The lights of Broadway are shining bright on two Geneseo graduates. Stage manager Kate Wallace '06 and actor Ashley Wool '09 are both involved with the new musical How to Dance in Ohio, which debuted at the Belasco Theatre in early December.
How to Dance in Ohio, based on the Peabody Award-winning documentary by Alexandra Shiva, explores the experiences of seven autistic young adults at a counseling center in Columbus, Ohio, as they prepare for a spring formal dance. The seven characters are all played by autistic actors, including Wool, who stars as Jessica.
At Geneseo, Wool found the space to explore and integrate her unique artistic voice, an opportunity she attributes to the guidance she received from supportive professors such as former vocal coach Alan Case, who encouraged students to venture outside their comfort zone.
"He told me, 'You need to trust yourself more; you need to stop relying on all of us to tell you what to do all the time,'” Wool says. “That blew my mind because it's not typically what an actor hears."
This advice, diverging from the traditional actor's culture of strict adherence to direction, marked the beginning of a new phase where she felt empowered to blend her talents as a singer-songwriter with her work in musical theater, a combination she had not previously considered.
Wallace also has fond recollections of her time at Geneseo.
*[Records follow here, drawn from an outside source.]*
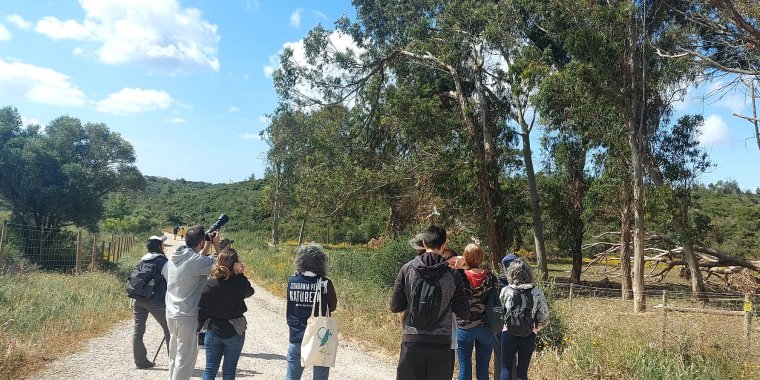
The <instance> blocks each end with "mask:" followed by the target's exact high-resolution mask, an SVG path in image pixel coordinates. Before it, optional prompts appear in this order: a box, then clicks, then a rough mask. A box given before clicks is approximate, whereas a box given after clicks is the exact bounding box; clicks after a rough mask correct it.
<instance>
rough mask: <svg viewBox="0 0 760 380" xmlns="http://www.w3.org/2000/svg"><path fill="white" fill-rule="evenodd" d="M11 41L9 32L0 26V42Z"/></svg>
mask: <svg viewBox="0 0 760 380" xmlns="http://www.w3.org/2000/svg"><path fill="white" fill-rule="evenodd" d="M10 39H11V32H10V31H9V30H8V28H6V27H5V25H3V24H0V41H9V40H10Z"/></svg>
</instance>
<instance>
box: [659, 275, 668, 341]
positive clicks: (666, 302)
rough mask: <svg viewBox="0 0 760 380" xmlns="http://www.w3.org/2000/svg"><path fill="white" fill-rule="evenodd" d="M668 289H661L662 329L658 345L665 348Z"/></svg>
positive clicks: (666, 322)
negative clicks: (661, 308) (661, 299)
mask: <svg viewBox="0 0 760 380" xmlns="http://www.w3.org/2000/svg"><path fill="white" fill-rule="evenodd" d="M667 307H668V291H667V290H663V291H662V326H661V328H662V330H661V331H660V346H661V347H662V349H663V350H664V349H665V341H666V339H665V338H666V337H665V334H667V332H668V326H667V325H668V310H667Z"/></svg>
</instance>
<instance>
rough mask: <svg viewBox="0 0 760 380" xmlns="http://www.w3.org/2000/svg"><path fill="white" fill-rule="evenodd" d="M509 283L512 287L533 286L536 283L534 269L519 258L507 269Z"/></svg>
mask: <svg viewBox="0 0 760 380" xmlns="http://www.w3.org/2000/svg"><path fill="white" fill-rule="evenodd" d="M507 281H509V284H510V285H522V284H532V283H533V282H535V278H534V277H533V269H531V268H530V265H528V263H526V262H525V260H523V259H522V258H518V259H517V260H515V261H513V262H512V264H510V265H509V268H507Z"/></svg>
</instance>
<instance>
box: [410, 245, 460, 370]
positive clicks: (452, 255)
mask: <svg viewBox="0 0 760 380" xmlns="http://www.w3.org/2000/svg"><path fill="white" fill-rule="evenodd" d="M420 244H422V243H420ZM442 256H443V259H444V260H446V262H447V263H449V268H451V270H453V271H454V273H455V274H456V275H458V276H461V278H462V282H463V283H464V285H465V291H466V292H467V298H469V297H470V289H469V288H468V283H467V276H466V275H465V274H464V260H463V257H462V256H459V255H457V253H456V251H454V250H453V249H451V248H448V247H447V248H446V249H444V250H443V251H442ZM457 348H459V346H458V344H457V317H456V315H455V314H454V313H451V375H450V376H449V377H448V378H452V377H454V361H455V360H456V357H457Z"/></svg>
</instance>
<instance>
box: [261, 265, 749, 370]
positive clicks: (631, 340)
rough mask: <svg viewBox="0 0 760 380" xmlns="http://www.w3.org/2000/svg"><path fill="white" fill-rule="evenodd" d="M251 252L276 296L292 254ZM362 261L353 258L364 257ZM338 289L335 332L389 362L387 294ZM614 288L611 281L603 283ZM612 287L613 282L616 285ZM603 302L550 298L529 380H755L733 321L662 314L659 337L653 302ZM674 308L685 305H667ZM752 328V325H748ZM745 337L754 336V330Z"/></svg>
mask: <svg viewBox="0 0 760 380" xmlns="http://www.w3.org/2000/svg"><path fill="white" fill-rule="evenodd" d="M260 253H261V252H259V253H256V262H257V263H258V264H257V265H256V267H255V268H253V269H254V272H255V274H254V277H256V281H258V282H259V283H261V284H262V285H263V286H265V287H266V288H267V289H269V290H270V291H272V292H273V293H274V294H277V295H280V296H284V294H285V287H286V279H287V276H289V275H290V274H292V266H291V265H292V264H291V261H292V257H291V256H290V255H289V254H287V253H283V252H275V251H268V252H266V254H260ZM364 259H365V258H361V260H364ZM551 269H552V272H551V274H552V275H553V276H556V277H558V280H561V278H565V279H566V277H567V274H566V272H565V270H567V269H569V266H568V265H567V264H562V263H560V264H555V265H552V266H551ZM610 273H611V272H610V271H609V269H606V270H605V269H604V268H601V267H598V268H596V267H595V268H591V269H590V270H589V271H588V272H586V273H585V274H584V279H586V280H588V281H592V282H596V281H600V280H603V279H604V278H605V277H609V278H612V281H614V277H611V276H610ZM331 278H333V281H335V285H336V288H337V290H338V298H339V310H338V312H337V313H336V316H337V317H338V318H339V320H340V328H341V334H343V335H345V336H350V337H351V338H354V339H356V340H358V341H360V342H364V343H365V346H367V347H371V348H374V349H380V350H382V351H383V352H384V353H385V354H387V355H389V356H390V357H395V356H396V355H397V354H398V347H399V341H400V334H401V326H400V324H399V322H398V321H397V319H396V316H395V315H393V314H391V313H390V312H389V311H388V309H387V305H388V297H389V295H390V289H387V288H383V287H379V286H376V285H373V284H371V283H369V282H368V281H366V279H365V278H363V276H358V275H357V276H344V275H342V274H341V275H340V276H331ZM610 285H611V286H612V287H615V285H616V284H614V283H612V284H610ZM618 287H619V285H618ZM655 288H656V289H669V290H670V291H688V284H687V283H686V282H685V281H684V280H683V279H681V278H680V277H678V275H677V273H675V272H674V273H671V274H670V275H668V276H667V277H666V278H665V281H664V282H663V283H660V284H648V285H647V289H655ZM608 293H609V294H613V296H609V294H606V295H608V297H587V298H576V299H574V300H573V301H572V302H571V301H569V300H567V299H557V300H556V301H555V304H554V310H552V312H553V318H557V319H562V321H563V323H562V325H563V326H567V330H564V329H563V330H562V331H561V333H560V334H559V336H561V337H562V338H561V340H562V342H561V343H560V345H562V346H564V349H561V350H560V349H557V348H551V347H550V348H548V349H546V350H544V351H542V352H537V353H536V354H535V356H534V359H533V362H532V364H531V368H530V378H531V379H547V380H549V379H551V380H557V379H560V380H562V379H568V380H576V379H577V380H581V379H583V380H586V379H636V380H650V379H651V380H654V379H658V380H659V379H674V380H675V379H679V380H680V379H683V380H686V379H757V378H760V364H758V363H757V360H756V358H757V357H760V345H759V344H758V342H757V341H752V342H750V344H749V345H748V346H745V345H744V342H745V341H744V338H743V324H742V319H741V318H740V317H731V316H715V315H702V314H685V313H669V314H668V316H667V324H666V325H665V326H666V329H665V331H666V333H665V335H663V334H662V331H663V324H662V321H663V319H662V315H661V313H660V312H658V311H655V310H656V309H654V308H653V306H654V305H655V304H657V303H659V297H655V296H654V295H650V298H649V310H650V311H649V312H647V313H642V314H634V313H633V312H632V309H633V306H632V304H631V302H630V301H622V300H621V299H620V298H619V297H617V296H614V294H616V293H615V290H613V289H610V292H608ZM673 302H674V303H678V302H686V303H688V302H689V301H688V300H685V299H678V300H673ZM756 326H757V324H756ZM753 334H755V335H757V334H760V329H758V327H755V328H754V329H753Z"/></svg>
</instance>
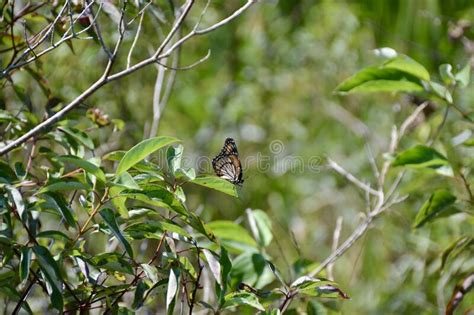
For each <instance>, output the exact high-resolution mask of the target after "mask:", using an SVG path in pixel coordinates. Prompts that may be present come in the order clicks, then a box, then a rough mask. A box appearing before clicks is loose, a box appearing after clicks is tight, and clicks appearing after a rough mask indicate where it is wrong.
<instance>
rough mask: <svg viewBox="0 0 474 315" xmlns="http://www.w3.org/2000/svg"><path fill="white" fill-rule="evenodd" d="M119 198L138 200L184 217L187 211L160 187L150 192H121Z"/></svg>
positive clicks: (134, 191) (177, 200) (129, 191)
mask: <svg viewBox="0 0 474 315" xmlns="http://www.w3.org/2000/svg"><path fill="white" fill-rule="evenodd" d="M119 196H122V197H126V198H128V199H135V200H140V201H142V202H144V203H147V204H150V205H153V206H157V207H161V208H165V209H169V210H171V211H173V212H176V213H178V214H181V215H184V216H187V215H188V211H187V210H186V208H185V207H184V206H183V204H182V203H181V201H179V200H178V199H177V198H176V196H175V195H174V194H173V193H171V192H169V191H167V190H166V189H164V188H161V187H156V188H155V189H154V190H150V191H136V190H126V191H123V192H121V193H120V195H119Z"/></svg>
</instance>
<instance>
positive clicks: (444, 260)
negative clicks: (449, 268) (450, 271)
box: [441, 236, 474, 269]
mask: <svg viewBox="0 0 474 315" xmlns="http://www.w3.org/2000/svg"><path fill="white" fill-rule="evenodd" d="M472 246H474V237H472V236H462V237H460V238H458V239H457V240H455V241H454V242H453V243H451V245H449V247H448V248H446V249H445V250H444V251H443V253H442V255H441V269H443V268H444V266H445V265H446V262H447V261H448V259H454V258H456V257H457V256H458V255H459V254H461V253H462V252H464V251H466V250H468V249H470V248H471V247H472ZM469 253H470V251H469ZM471 256H472V255H471Z"/></svg>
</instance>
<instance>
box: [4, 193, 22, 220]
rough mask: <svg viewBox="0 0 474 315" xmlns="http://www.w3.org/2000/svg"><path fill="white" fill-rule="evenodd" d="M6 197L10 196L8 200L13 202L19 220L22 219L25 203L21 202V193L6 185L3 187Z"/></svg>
mask: <svg viewBox="0 0 474 315" xmlns="http://www.w3.org/2000/svg"><path fill="white" fill-rule="evenodd" d="M5 188H6V190H7V192H8V195H9V196H10V199H11V200H12V201H13V203H14V204H15V208H16V211H17V212H18V215H19V216H20V218H22V219H23V212H24V211H25V209H26V207H25V202H24V201H23V197H22V196H21V193H20V191H19V190H18V189H16V187H15V186H11V185H6V186H5Z"/></svg>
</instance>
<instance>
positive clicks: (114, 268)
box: [90, 253, 133, 275]
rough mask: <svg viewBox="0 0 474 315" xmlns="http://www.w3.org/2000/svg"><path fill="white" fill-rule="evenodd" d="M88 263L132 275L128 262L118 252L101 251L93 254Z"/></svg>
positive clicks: (129, 266)
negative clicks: (106, 251) (107, 252)
mask: <svg viewBox="0 0 474 315" xmlns="http://www.w3.org/2000/svg"><path fill="white" fill-rule="evenodd" d="M90 263H91V264H92V265H93V266H96V267H98V268H104V269H106V270H110V271H118V272H121V273H128V274H130V275H133V268H132V266H131V265H130V263H129V262H128V261H126V260H125V259H124V258H123V257H122V255H121V254H118V253H102V254H98V255H95V256H94V257H92V259H90Z"/></svg>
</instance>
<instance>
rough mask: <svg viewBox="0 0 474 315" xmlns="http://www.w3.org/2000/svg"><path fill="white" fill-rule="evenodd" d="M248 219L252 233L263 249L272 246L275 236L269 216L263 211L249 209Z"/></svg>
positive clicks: (258, 242) (271, 222)
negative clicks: (271, 242) (261, 246)
mask: <svg viewBox="0 0 474 315" xmlns="http://www.w3.org/2000/svg"><path fill="white" fill-rule="evenodd" d="M247 217H248V220H249V225H250V228H251V229H252V233H253V235H254V237H255V239H256V240H257V242H258V244H259V245H260V246H262V247H266V246H268V245H270V243H271V242H272V239H273V234H272V222H271V221H270V218H269V217H268V215H267V214H266V213H265V212H263V211H262V210H250V209H247Z"/></svg>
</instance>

Unlike larger schools where competition for specific roles could be fierce, Geneseo provided Wallace the opportunity to dive into stage managing and other aspects of theater production, such as lighting design and sound work, right from the start.
Much of Wallace's involvement was guided by Johnnie Ferrell, the theatre department's technical director and lighting and sound designer.
"Johnnie was great at knowing our strengths and weaknesses and when we were ready for the next step," says Wallace. "He was the most patient and kind person you'll ever meet and was a support system for us. For a college student, that feeling of support is the most important thing in the world."
Following college, Wallace leveraged internships and connections from Geneseo to make inroads in the professional theatre scene, landing at the Westport Country Playhouse in Connecticut, and then The Public Theater. There, she connected with Scott Rowen, who became the production stage manager of How to Dance in Ohio.
"I totally fell in love with the production," says Wallace. "One of the exciting things about the show is there are a ton of Broadway debuts, and to see the joy of a brand-new experience—especially with a group where many of them perhaps didn't grow up seeing representations of themselves on stage—is really special."
After Geneseo, Wool found her footing in community and regional theater, providing valuable experiences and connections. But ten years into her professional journey, the performing arts went dark when the pandemic hit, and Wool began contemplating her future on stage.
"I just wasn't sure what my future was going to be if I was ever going to get back into this industry," she recalls, reflecting on the tumultuous period. "During the same time, I started to become more vocal about my autism diagnosis and wrote an op-ed about autistic representation in the media after this controversial movie came out." The piece received wide notice, and Wool was interviewed by the New York Times.
Shortly following the op-ed, Wool noticed a social media casting call for "How to Dance in Ohio," seeking authentically autistic actors. Motivated by the inclusive casting approach, she submitted for the role of Jessica.
"Everyone in the room knew who I was because of the op-ed I had written," says Wool. "They were honored that I had come out to audition, and after the final callback, I just felt this gigantic cosmic energy shift. After the first rehearsal, I called my mom and said, 'This show is going to Broadway.’"
On working with a fellow Geneseo graduate on Broadway, "It's awesome," Wallace expresses, highlighting daily interactions backstage with Wool. "It's so fun to work with Ashley daily and to see the success and reach of a small theater school."
Reflecting on her journey to Broadway, Wool sees a sense of destiny in her role. "It felt like this was the plan...this is where I was supposed to go," she muses, finding affirmation and acceptance in the audience's and industry's reactions.
Wool takes pride in the show's inclusive environment, where open communication and understanding of each individual's needs have created what many consider one of Broadway's best workplaces.
"We've created an environment where everybody on the team—autistic or not—can openly talk about what they need, without fear of being judged,” she says. “It’s what Alan Case was trying to get me to do all those years ago.”
Editor’s note: Since the publication of this story, Wallace has accepted a new position as assistant stage manager on the Broadway show Water for Elephants.